PCG has found that there has been an increase in ongoing rejections from Medicaid due to providers utilizing invalid or expired ICD-10 codes.  

What Providers Need to Know:

Medicaid requires an active, full ICD10 code be utilized in the submission of claims

  • Some diagnosis codes now have an additional digit that indicates specificity (i.e., using R63.30, R63.31, R63.32, R63.39 vs diagnosis with less specificity R63.3 – it is missing the last specificity digit) 
  • The “P” category diagnosis codes:  According to the Knowledgebase Article on prematurity, “Diagnosis code(s) for extreme prematurity have limitations on use. Medicaid follows national coding guidelines pertaining to age edits in eMedNY for diagnosis codes. If a child was determined eligible for the EIP based on a diagnosis of extreme prematurity and this is the diagnosis included in the billing claim for services, Medicaid and possibly other Third-Party Payors may only reimburse claims for a limited time (up to the child reaching 2 years old).”  The perinatal codes are typically only for the time before birth through the 28th day following the birth.  The only time the codes may continue to be used throughout life is if the condition is still present.  
  • The diagnosis utilized on the IFSP may not be appropriate for the services being billed.  Providers should enter the diagnosis that fits what the child is being seen for when entering claims.  Diagnosis are used in conjunction with procedure information from claims to support the medical necessity determination for the service(s) rendered and sometimes to determine the appropriate reimbursement.  

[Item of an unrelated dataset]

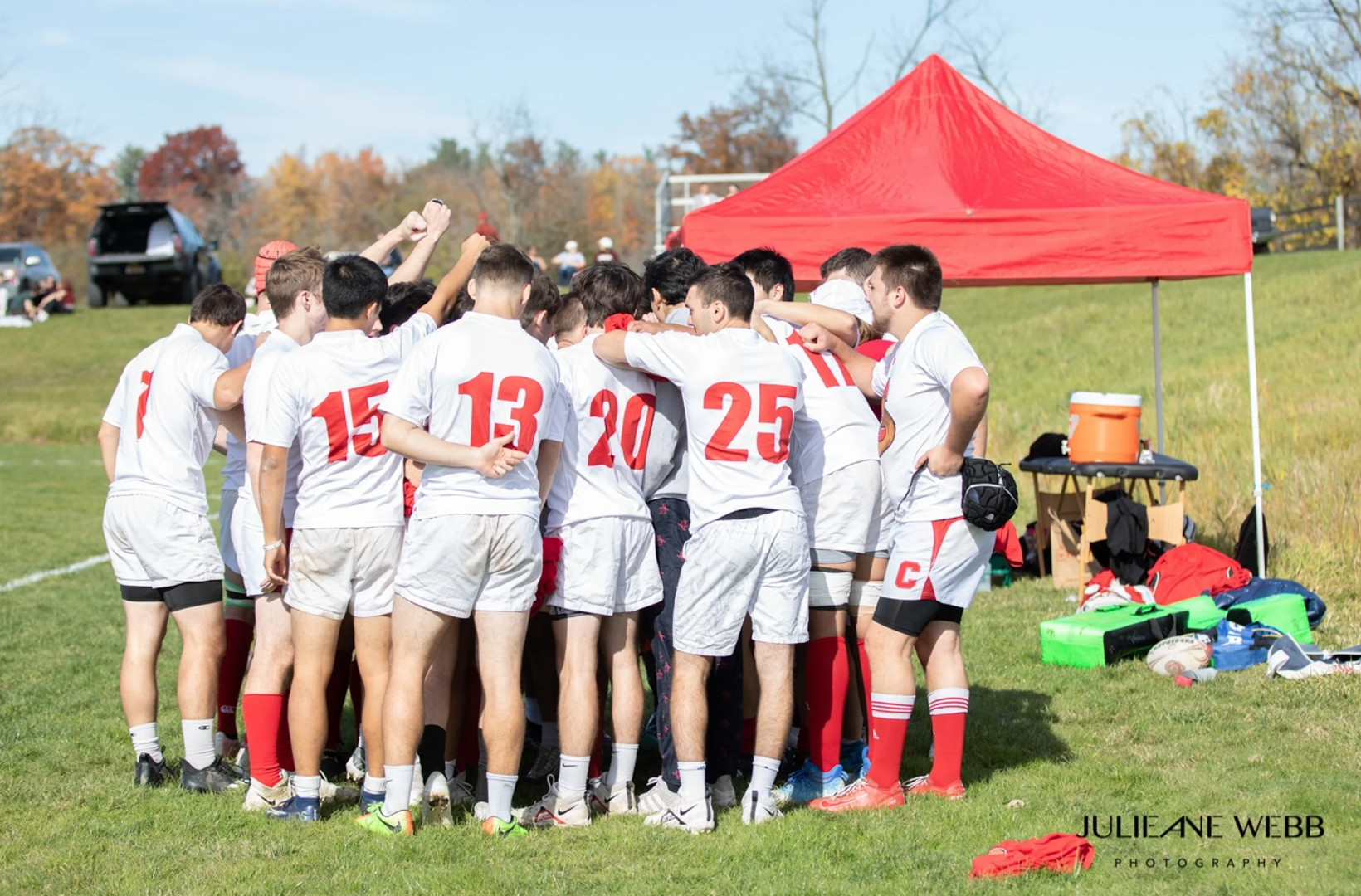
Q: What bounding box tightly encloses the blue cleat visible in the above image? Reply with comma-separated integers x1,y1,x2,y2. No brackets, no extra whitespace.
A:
264,796,321,821
772,760,851,806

Adding diagnosis to the 2nd field in NYEIS, leaving primary field blank

  • In addition, it has come to our attention that providers may be adding the diagnosis code in NYEIS to the second position when there is no diagnosis in the primary position.  This causes the claims to error in EI Billing due to missing diagnosis code.  

PCG will be reaching out to providers via phone and email who have rejections reported by Medicaid to fix claims in the system advising the root cause.  It is imperative that appropriate ICD10 codes be entered when the services are initially billed to avoid recurrent Medicaid rejections.